LUCENA CITY—With the current mess surrounding the operation of the Metro Rail Transit (MRT-3), the militant peasant group Kilusang Magbubukid ng Pilipinas (KMP) on Saturday called for the scrapping of the planned MRT-7 project.

“The current fiasco surrounding the MRT-3 is one more good reason to scrap the planned MRT-7 project,” KMP chair Rafael Mariano said in a statement.

MRT-3 is currently suffering from one accident after another prompting top transport officials to propose that the national government buy it from its current owners, which got the rail system under a build-operate-transfer contract under the administration of former President Fidel Ramos.

A key ally of President Aquino at the Senate, however, said the planned buyout, which would cost at least P54 billion, would not be a guarantee that rail services would improve.

Sen. Francis “Chiz” Escudero, chair of the powerful Senate committee on finance, said the price tag is too high without any assurance that services would improve.
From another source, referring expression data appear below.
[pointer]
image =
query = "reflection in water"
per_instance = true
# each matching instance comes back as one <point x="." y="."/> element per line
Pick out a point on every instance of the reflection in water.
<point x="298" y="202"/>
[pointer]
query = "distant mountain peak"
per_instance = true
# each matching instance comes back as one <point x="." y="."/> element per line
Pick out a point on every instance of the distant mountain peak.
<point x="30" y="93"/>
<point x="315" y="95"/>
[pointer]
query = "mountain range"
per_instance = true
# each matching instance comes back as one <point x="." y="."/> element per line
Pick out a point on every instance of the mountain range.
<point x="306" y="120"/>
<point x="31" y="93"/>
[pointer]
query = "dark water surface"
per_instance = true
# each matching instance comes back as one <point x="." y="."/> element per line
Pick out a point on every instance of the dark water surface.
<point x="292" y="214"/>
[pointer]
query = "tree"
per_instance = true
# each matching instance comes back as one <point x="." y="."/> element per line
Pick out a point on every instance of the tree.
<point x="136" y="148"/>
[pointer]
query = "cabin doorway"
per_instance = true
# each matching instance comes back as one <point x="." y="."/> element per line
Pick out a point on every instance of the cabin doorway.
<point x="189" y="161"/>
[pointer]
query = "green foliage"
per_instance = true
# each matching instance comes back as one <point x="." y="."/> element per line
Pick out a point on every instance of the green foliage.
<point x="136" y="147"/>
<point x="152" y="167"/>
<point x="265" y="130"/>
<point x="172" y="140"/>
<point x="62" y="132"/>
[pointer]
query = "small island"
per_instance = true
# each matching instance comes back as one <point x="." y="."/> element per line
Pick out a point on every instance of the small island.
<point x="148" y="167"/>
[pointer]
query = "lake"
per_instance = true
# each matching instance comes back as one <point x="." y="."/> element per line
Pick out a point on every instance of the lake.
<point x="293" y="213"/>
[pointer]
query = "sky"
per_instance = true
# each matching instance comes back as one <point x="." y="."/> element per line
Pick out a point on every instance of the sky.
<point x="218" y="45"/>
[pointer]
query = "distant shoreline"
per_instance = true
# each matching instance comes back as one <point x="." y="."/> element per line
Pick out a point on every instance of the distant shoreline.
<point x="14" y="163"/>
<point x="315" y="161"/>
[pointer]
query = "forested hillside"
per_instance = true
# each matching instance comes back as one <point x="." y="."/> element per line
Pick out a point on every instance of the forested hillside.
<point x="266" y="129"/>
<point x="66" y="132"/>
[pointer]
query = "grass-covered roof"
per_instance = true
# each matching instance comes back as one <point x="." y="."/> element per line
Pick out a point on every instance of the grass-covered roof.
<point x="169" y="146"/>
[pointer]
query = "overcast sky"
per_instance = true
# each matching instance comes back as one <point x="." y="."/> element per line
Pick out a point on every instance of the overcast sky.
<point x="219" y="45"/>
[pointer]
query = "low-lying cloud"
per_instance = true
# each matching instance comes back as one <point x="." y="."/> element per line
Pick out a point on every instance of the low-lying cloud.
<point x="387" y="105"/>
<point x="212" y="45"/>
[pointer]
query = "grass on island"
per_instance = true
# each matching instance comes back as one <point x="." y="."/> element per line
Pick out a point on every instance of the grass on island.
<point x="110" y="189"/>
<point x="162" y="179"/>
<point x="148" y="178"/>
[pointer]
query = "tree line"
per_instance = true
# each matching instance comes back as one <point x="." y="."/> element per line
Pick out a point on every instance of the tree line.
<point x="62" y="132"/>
In a statement, Escudero said he was not convinced that paying P54 billion to buy the MRT-3 system “is what we need at this time.”

In his statement, Escudero quoted Transportation Secretary Joseph Emilio Abaya as saying the buyout would not result in immediate improvement of train services, which could come only after the government is able to bid out the contract for a new maintenance provider for the railway system.

He said the amount allotted for the buyout in next year’s budget is unprogrammed and would actually come from a loan.

Escudero also questioned how the Department of Transportation and Communications arrived at the P54-billion figure. “Where did DOTC get that figure? Who did they talk to?” the senator said.

He said the money should be best used for the delivery of more essential services to the public.

The KMP’s opposition to the proposed MRT-7 is rooted in allegations of land-grabbing involving more than 300 hectares of agricultural land and displacement of thousands of farmers in San Jose Del Monte, Bulacan.

“Why is the MRT-7 designed to traverse and enter the still contested agricultural lands? Why are the farmers not consulted? What is the government’s plan for the farmers and urban poor that will be evicted and demolished in the course of building the 14 stations?” Mariano said in the KMP statement.